Dwight Evans has no intention of walking into the Baltimore Orioles clubhouse and trying to establish himself as an instant leader.
But, while Evans was being introduced to the local media at a Memorial Stadium news conference yesterday, first baseman Randy Milligan said Evans' presence may make a substantial impact on the young Orioles.
"I think one of the big things he'll bring us is leadership," Milligan said. "From what I've heard, if you're not playing up to expectations, he lets you know it.
"Last year, we lacked that quality. We played hard, but there were a lot of little things that hurt us, going through the motions at times. Dwight will come up to a player and get on him to put his mind were it needs to be -- on the game."
Evans, 39, is in the twilight of a glorious career, all with Boston until the Red Sox decided not to exercise the option on his contract.
Back trouble has prevented him from playing the outfield since August 1989, but the Orioles signed him as a free agent to a non-guaranteed contract that could bring him $1.3 million if he attains all the incentive goals in the deal.
"The worst thing I could do is step in and say, 'This is the way things are going to be,' " Evans said. "It's not a question of wanting to be a leader, moving guys and telling them what to do.
"What you do is quality-type things; pat a guy on the back when he's gone 0-for-4 in the same game in which you've gone 0-for-4, forget about yourself. Don't just go up to a guy when he gets the winning hit.
"Right now, you can't really measure what I can do [in the clubhouse]. I don't know the makeup of the team. But I'll do what I can to steer them in the right direction, and sometimes they might not like what I say."
General manager Roland Hemond said Evans "will be inspiring to his teammates. Certain players are consummate pros, gamers, and I think he also typifies an Oriole-type player. I'm thrilled he chose our club."

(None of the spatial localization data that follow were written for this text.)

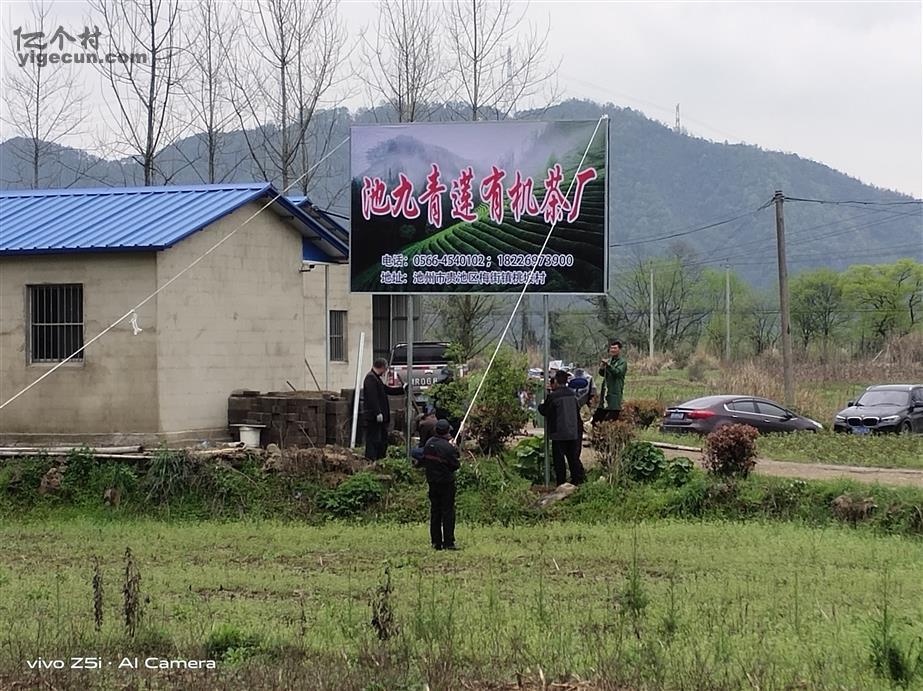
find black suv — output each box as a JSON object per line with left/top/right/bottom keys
{"left": 833, "top": 385, "right": 923, "bottom": 435}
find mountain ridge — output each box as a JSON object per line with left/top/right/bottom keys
{"left": 2, "top": 98, "right": 919, "bottom": 286}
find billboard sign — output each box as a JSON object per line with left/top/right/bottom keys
{"left": 349, "top": 120, "right": 608, "bottom": 294}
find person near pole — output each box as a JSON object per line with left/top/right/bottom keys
{"left": 416, "top": 419, "right": 461, "bottom": 550}
{"left": 568, "top": 367, "right": 597, "bottom": 409}
{"left": 363, "top": 358, "right": 407, "bottom": 461}
{"left": 410, "top": 405, "right": 437, "bottom": 463}
{"left": 538, "top": 370, "right": 586, "bottom": 486}
{"left": 567, "top": 367, "right": 596, "bottom": 464}
{"left": 595, "top": 339, "right": 628, "bottom": 424}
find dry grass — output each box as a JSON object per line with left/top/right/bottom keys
{"left": 715, "top": 362, "right": 827, "bottom": 418}
{"left": 631, "top": 355, "right": 675, "bottom": 376}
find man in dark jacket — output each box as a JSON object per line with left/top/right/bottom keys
{"left": 538, "top": 370, "right": 585, "bottom": 486}
{"left": 416, "top": 419, "right": 461, "bottom": 550}
{"left": 363, "top": 358, "right": 407, "bottom": 461}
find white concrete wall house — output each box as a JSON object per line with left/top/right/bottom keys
{"left": 0, "top": 183, "right": 372, "bottom": 445}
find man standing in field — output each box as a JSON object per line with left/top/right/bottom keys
{"left": 416, "top": 419, "right": 461, "bottom": 550}
{"left": 538, "top": 370, "right": 586, "bottom": 486}
{"left": 363, "top": 358, "right": 407, "bottom": 461}
{"left": 596, "top": 340, "right": 628, "bottom": 424}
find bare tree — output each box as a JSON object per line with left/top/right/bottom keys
{"left": 90, "top": 0, "right": 186, "bottom": 185}
{"left": 356, "top": 0, "right": 444, "bottom": 123}
{"left": 2, "top": 0, "right": 87, "bottom": 188}
{"left": 231, "top": 0, "right": 347, "bottom": 194}
{"left": 180, "top": 0, "right": 240, "bottom": 183}
{"left": 444, "top": 0, "right": 558, "bottom": 121}
{"left": 436, "top": 294, "right": 501, "bottom": 361}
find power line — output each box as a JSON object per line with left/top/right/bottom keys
{"left": 678, "top": 211, "right": 920, "bottom": 270}
{"left": 785, "top": 196, "right": 923, "bottom": 206}
{"left": 610, "top": 200, "right": 773, "bottom": 248}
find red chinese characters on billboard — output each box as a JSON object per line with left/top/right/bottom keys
{"left": 360, "top": 163, "right": 598, "bottom": 228}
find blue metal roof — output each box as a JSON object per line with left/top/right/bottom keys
{"left": 0, "top": 183, "right": 348, "bottom": 261}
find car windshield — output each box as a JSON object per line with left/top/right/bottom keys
{"left": 855, "top": 390, "right": 909, "bottom": 407}
{"left": 390, "top": 344, "right": 449, "bottom": 365}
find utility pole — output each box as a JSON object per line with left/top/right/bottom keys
{"left": 725, "top": 265, "right": 731, "bottom": 361}
{"left": 774, "top": 191, "right": 794, "bottom": 407}
{"left": 649, "top": 267, "right": 655, "bottom": 359}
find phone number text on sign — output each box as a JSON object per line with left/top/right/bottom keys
{"left": 380, "top": 252, "right": 575, "bottom": 270}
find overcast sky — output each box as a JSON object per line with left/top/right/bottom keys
{"left": 2, "top": 0, "right": 920, "bottom": 198}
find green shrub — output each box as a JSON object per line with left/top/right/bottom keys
{"left": 204, "top": 624, "right": 263, "bottom": 662}
{"left": 703, "top": 424, "right": 760, "bottom": 477}
{"left": 429, "top": 347, "right": 529, "bottom": 455}
{"left": 319, "top": 472, "right": 384, "bottom": 517}
{"left": 376, "top": 454, "right": 417, "bottom": 484}
{"left": 664, "top": 456, "right": 695, "bottom": 487}
{"left": 91, "top": 463, "right": 139, "bottom": 501}
{"left": 61, "top": 446, "right": 97, "bottom": 489}
{"left": 621, "top": 442, "right": 667, "bottom": 483}
{"left": 0, "top": 454, "right": 53, "bottom": 498}
{"left": 513, "top": 435, "right": 545, "bottom": 484}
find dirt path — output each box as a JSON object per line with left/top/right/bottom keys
{"left": 522, "top": 429, "right": 923, "bottom": 488}
{"left": 656, "top": 446, "right": 923, "bottom": 488}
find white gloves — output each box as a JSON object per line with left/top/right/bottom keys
{"left": 376, "top": 413, "right": 384, "bottom": 423}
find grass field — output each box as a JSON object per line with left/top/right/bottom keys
{"left": 2, "top": 518, "right": 923, "bottom": 689}
{"left": 639, "top": 428, "right": 923, "bottom": 470}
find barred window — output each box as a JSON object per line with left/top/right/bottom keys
{"left": 329, "top": 310, "right": 348, "bottom": 362}
{"left": 28, "top": 284, "right": 84, "bottom": 363}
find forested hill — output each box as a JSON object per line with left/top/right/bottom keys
{"left": 531, "top": 100, "right": 921, "bottom": 285}
{"left": 1, "top": 98, "right": 919, "bottom": 285}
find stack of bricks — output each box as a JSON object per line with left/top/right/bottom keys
{"left": 325, "top": 392, "right": 353, "bottom": 446}
{"left": 228, "top": 390, "right": 327, "bottom": 448}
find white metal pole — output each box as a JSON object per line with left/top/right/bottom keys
{"left": 349, "top": 331, "right": 366, "bottom": 449}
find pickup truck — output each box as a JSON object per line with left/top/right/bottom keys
{"left": 387, "top": 342, "right": 456, "bottom": 392}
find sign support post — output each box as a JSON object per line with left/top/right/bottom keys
{"left": 405, "top": 299, "right": 415, "bottom": 459}
{"left": 543, "top": 294, "right": 550, "bottom": 486}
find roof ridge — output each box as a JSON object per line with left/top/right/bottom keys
{"left": 0, "top": 182, "right": 271, "bottom": 198}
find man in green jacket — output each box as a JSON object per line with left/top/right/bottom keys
{"left": 596, "top": 339, "right": 627, "bottom": 423}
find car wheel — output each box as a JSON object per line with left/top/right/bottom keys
{"left": 900, "top": 420, "right": 913, "bottom": 434}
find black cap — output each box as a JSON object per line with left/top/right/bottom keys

Evans said he was "hurt" to leave the Red Sox, but was attracted to Baltimore by the Orioles' interest, the fans, the stadium and the team's potential. "They pressed me harder than other clubs and said the right things," he said. "They really pushed for two years [in the contract], but I felt going one year at a time was the right thing."
He said he plans to play "as long as I can help," and said his back has not been a problem since a bone spur inside the pelvis has bridged itself inward and the rough edge has been removed from the spur.
One of the most gifted right fielders of all time, Evans envisions playing 40 to 50 games in right field and 140 overall. His arm, he said, "is like facing Nolan Ryan. He may not throw as hard as he used to, but he's sill better than everybody else."
Evans has a .255 lifetime batting average at Memorial Stadium, where he said he likes the background for hitters, but has batted .291 with nine home runs in his past 57 games here. He doesn't mind any placement in the batting order "as long as it's not 10th," he said.
"It was very much a surprise what the Red Sox did after I had stayed there that long [17-plus seasons]. I just felt I could have had a choice to say where I wanted to go, but it wasn't the case. It hurt.
"Now they're just another ballclub in our way. I don't think my coming here guarantees a world champion, but I like to think I can help this team get there."
With a game on the line, few are better than Evans. "That man always beats you," said Milligan. "When you look out there and see him at the plate, you know you're in trouble. We need that, and he knows how to do it in a way that doesn't get players all ticked off."